STATE STOCKS IN 2015: Tyson up 33%, 3 banks rise

Information about the performance of Arkansas stocks in 2015.
Information about the performance of Arkansas stocks in 2015.

In a year when merely a positive return on investment was good, Tyson Foods' stock rose 33 percent, outperforming the other publicly traded companies on the Arkansas Index in 2015.

Only five stocks on the index rose for the year.

The index itself dropped more than 22 percent for the year. The Dow Jones industrial average and the S&P 500 index also fell in 2015.

Tyson Foods' domination of the domestic protein marketplace paid off for shareholders, said Bob Williams, senior vice president and managing director of Simmons First Investment Group Inc. in Little Rock.

Tyson Foods is the top beef and chicken producer in the United States and is third in pork production, Williams said.

In 2014, Tyson Foods paid about $8.5 billion for Hillshire Brands, which includes Ball Park hot dogs and Hillshire Farm and Jimmy Dean products.

"Synergies and savings from the merger of the Hillshire and Tyson management, as well as production and distribution channels, are flowing to the bottom line and investors liked what they saw," Williams said. "Tyson continues to expand its further-processed product lines in an effort to reduce its exposure to commodity price swings and improve profit margins."

The stocks of the three largest publicly traded banks posted gains of more than 26 percent each for the year.

Shares of Bank of the Ozarks in Little Rock, Pine Bluff-based Simmons First National Bank and Conway-based Home BancShares excelled for several reasons, said Matt Olney, a research analyst in Little Rock for Stephens Inc. Olney owns no stock in the banks.

One reason is that the banks grew through acquisitions in 2015, Olney said.

Bank of the Ozarks added Bank of the Carolinas of Mocksville, N.C., and announced the purchase of Community & Southern Bank of Atlanta and C1 Bank of Tampa, Fla., in 2015.

Home BancShares, which owns Centennial Bank, closed in 2015 on a $289 million portfolio it acquired from Doral Bank in Puerto Rico and on the acquisition of Florida Business BancGroup in Tampa.

And in 2015, Simmons closed on the purchases of Community First Bancshares in Tennessee and Liberty Bancshares in Springfield, Mo.

"Overall, it seems like banks were pretty flat [in 2015]," Olney said.

Bank of the Ozarks, Home BancShares and Simmons also did well simply because they had no exposure to energy businesses, Olney said.

"Banks that had energy exposure did worse [in 2015,] and banks that didn't did better," Olney said. "The fact that [the Arkansas banks] were not located in Texas and didn't have any direct, material energy exposure was also good for their stock prices. There are so many unknowns in energy right now. It's just unclear what the losses will be."

A third benefit for the banks was strong loan growth, even without counting loan growth from acquisitions, Olney said.
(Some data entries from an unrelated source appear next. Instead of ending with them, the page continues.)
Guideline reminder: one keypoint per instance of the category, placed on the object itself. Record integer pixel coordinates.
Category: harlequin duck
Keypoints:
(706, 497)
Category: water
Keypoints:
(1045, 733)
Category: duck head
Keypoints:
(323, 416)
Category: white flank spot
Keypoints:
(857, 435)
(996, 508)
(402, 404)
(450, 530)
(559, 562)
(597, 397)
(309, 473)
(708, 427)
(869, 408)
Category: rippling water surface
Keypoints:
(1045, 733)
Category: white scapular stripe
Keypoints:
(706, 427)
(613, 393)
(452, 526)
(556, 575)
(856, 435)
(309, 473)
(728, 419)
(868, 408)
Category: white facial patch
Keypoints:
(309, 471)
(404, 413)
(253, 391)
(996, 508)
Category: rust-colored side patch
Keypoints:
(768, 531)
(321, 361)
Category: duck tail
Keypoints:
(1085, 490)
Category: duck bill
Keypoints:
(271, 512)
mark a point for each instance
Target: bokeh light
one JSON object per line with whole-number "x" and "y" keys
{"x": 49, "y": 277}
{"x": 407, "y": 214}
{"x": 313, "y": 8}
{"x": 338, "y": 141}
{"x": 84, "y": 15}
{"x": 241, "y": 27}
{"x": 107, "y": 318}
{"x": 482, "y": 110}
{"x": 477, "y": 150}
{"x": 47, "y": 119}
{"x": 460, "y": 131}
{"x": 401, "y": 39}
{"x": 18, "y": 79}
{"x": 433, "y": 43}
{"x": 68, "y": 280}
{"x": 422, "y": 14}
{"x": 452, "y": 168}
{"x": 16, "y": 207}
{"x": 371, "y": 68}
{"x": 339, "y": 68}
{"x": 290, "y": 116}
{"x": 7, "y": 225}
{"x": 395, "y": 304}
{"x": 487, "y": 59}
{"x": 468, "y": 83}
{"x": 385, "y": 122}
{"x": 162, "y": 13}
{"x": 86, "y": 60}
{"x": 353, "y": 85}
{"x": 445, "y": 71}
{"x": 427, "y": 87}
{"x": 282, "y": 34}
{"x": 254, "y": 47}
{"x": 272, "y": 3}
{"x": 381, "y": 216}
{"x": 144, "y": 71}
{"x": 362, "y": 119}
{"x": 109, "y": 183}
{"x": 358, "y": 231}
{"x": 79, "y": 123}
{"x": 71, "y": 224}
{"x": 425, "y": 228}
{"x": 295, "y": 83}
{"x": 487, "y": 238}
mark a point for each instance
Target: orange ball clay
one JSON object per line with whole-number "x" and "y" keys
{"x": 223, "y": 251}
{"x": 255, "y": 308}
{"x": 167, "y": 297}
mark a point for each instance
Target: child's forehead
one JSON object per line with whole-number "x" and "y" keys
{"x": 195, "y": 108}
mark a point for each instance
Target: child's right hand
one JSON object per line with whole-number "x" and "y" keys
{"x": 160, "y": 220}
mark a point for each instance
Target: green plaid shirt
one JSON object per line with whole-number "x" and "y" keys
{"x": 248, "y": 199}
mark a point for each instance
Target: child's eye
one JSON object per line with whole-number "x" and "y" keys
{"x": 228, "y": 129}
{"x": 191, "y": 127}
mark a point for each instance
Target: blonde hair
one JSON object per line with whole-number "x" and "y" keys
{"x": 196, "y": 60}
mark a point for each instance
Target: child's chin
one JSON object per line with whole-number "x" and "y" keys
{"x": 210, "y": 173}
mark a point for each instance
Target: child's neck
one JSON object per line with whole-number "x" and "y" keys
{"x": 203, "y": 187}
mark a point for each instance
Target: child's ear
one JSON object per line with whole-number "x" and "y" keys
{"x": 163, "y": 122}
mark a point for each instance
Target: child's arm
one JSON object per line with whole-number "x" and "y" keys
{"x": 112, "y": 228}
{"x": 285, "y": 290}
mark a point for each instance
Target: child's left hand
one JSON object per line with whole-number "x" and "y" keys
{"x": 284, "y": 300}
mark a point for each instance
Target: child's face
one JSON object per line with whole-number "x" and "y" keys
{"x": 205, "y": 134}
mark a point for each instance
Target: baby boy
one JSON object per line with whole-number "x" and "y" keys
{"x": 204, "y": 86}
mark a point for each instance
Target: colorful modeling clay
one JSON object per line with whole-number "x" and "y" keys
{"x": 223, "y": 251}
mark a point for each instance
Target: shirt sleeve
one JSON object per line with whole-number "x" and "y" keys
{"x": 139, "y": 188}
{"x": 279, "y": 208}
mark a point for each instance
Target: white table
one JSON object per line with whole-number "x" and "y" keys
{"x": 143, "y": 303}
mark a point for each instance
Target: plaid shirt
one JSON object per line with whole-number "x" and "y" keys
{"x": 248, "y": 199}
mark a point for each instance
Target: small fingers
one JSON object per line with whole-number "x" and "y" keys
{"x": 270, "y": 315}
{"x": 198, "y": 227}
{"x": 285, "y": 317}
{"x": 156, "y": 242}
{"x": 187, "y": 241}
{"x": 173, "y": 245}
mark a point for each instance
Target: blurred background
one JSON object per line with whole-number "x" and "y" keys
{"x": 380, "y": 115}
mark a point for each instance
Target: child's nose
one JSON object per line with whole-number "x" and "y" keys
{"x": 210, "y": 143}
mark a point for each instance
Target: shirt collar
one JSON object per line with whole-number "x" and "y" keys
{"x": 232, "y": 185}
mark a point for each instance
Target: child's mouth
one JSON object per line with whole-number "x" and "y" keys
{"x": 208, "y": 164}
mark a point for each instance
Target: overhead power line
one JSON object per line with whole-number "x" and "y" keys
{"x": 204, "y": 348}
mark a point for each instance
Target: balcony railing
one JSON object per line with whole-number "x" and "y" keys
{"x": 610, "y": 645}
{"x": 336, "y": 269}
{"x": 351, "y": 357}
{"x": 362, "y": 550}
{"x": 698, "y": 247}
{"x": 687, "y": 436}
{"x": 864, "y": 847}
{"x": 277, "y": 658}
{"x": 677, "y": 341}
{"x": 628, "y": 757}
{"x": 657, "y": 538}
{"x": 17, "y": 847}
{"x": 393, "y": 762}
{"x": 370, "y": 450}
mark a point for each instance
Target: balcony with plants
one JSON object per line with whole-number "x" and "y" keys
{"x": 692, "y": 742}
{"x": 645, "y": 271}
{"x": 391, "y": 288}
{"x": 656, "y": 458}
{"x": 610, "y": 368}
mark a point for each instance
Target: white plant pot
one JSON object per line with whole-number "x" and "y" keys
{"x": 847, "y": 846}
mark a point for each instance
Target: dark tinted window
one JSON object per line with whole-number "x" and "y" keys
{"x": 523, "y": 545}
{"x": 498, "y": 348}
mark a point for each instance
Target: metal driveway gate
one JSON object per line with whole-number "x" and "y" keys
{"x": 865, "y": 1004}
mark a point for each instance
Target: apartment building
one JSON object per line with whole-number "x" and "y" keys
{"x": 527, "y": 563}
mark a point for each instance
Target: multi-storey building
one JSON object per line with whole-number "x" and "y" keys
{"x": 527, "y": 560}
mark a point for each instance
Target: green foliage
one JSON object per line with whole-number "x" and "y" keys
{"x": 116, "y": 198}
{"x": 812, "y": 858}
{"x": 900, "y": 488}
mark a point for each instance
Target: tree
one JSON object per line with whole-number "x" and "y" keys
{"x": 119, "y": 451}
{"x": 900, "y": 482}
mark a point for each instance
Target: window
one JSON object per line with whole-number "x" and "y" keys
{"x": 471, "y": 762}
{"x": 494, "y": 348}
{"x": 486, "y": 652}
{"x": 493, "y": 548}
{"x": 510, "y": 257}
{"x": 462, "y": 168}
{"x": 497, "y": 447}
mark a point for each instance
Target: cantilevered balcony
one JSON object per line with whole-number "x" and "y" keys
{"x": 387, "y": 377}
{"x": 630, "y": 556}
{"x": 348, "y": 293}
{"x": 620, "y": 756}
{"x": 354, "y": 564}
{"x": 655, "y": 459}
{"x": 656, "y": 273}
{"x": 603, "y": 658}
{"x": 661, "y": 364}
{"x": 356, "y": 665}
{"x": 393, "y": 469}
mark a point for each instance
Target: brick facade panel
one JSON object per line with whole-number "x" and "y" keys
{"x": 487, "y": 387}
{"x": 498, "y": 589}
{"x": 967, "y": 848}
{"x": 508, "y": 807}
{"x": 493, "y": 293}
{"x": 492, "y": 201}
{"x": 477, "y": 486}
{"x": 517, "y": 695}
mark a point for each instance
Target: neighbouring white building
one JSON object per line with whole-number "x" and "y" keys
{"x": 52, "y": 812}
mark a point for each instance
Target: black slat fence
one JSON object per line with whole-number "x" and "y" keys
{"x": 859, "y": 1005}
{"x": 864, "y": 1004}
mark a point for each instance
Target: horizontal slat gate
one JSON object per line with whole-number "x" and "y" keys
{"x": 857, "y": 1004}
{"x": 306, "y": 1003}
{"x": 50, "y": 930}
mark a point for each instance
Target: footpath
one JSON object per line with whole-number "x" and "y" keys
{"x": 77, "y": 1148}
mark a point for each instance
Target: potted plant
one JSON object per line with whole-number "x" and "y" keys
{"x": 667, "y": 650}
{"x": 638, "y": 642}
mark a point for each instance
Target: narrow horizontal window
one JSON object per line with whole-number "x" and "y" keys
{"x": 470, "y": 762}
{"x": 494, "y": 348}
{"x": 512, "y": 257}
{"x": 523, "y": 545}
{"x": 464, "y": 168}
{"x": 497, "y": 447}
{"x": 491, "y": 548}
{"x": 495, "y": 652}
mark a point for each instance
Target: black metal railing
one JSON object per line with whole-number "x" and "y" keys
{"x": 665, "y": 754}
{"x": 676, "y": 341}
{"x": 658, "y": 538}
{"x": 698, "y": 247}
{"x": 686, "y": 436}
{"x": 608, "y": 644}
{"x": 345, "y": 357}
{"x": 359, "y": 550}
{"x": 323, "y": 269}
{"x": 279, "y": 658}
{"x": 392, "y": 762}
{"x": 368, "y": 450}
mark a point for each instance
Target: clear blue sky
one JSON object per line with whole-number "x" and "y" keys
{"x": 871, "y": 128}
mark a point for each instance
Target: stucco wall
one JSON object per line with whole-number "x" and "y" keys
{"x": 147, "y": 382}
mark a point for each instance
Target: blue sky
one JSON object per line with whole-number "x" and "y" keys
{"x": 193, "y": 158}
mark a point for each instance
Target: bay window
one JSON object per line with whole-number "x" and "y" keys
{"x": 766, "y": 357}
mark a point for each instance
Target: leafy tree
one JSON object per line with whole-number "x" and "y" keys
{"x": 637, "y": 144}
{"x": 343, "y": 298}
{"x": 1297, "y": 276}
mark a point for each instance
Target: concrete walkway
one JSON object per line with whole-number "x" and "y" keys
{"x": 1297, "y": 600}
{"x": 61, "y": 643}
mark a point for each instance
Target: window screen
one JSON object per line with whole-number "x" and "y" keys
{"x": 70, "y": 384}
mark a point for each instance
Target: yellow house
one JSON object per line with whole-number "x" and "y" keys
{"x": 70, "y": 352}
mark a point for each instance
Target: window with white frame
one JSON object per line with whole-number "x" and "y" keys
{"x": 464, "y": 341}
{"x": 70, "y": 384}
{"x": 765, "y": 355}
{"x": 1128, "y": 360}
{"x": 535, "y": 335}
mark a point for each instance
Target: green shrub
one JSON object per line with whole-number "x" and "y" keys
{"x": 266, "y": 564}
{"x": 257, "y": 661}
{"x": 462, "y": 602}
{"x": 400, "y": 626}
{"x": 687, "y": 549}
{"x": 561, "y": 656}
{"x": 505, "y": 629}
"They each put up steady loan growth, although at different levels," Olney said. "Ozarks was probably the highest, but Home [BancShares] had good loan growth and so did Simmons."

All three banks will be getting closer in 2016 to the $10 billion asset threshold that requires banks to undergo added scrutiny from governmental regulators, Olney said.

Bank of the Ozarks will grow from about $9.3 billion in assets to more than $16 billion in assets when its purchases of Community & Southern Bank and C1 Bank close in 2016, Olney said.

If Home BancShares doesn't pass $10 billion in 2016, it will in 2017, Olney said. Home BancShares now has about $8.5 billion in assets.

Simmons, which has about $7.5 billion in assets, should exceed $10 billion in assets sometime in the next few years, Olney said.

The worst-performing stock for 2015 was Murphy Oil, which lost more than 55 percent of its value in the past 12 months.

"With the rout in the oil markets, it's no surprise that Murphy was the worst-performing issue," Williams said.

Murphy Oil has taken a conservative stance to plummeting oil prices by cutting capital and operating expenditures in order to preserve cash and maintain its dividend, Williams said.

"The trend in oil prices remains full of uncertainty until the industry fundamentals improve," Williams said.

ArcBest, the Fort Smith-based transportation company, had the second-worst performance of the year, also losing more than half its value.

"While total shipments increased year over year, on average ArcBest saw smaller shipment sizes," Williams said. "Management has increased the dividend and extended a stock buyback program in an effort to reflect greater value to shareholders."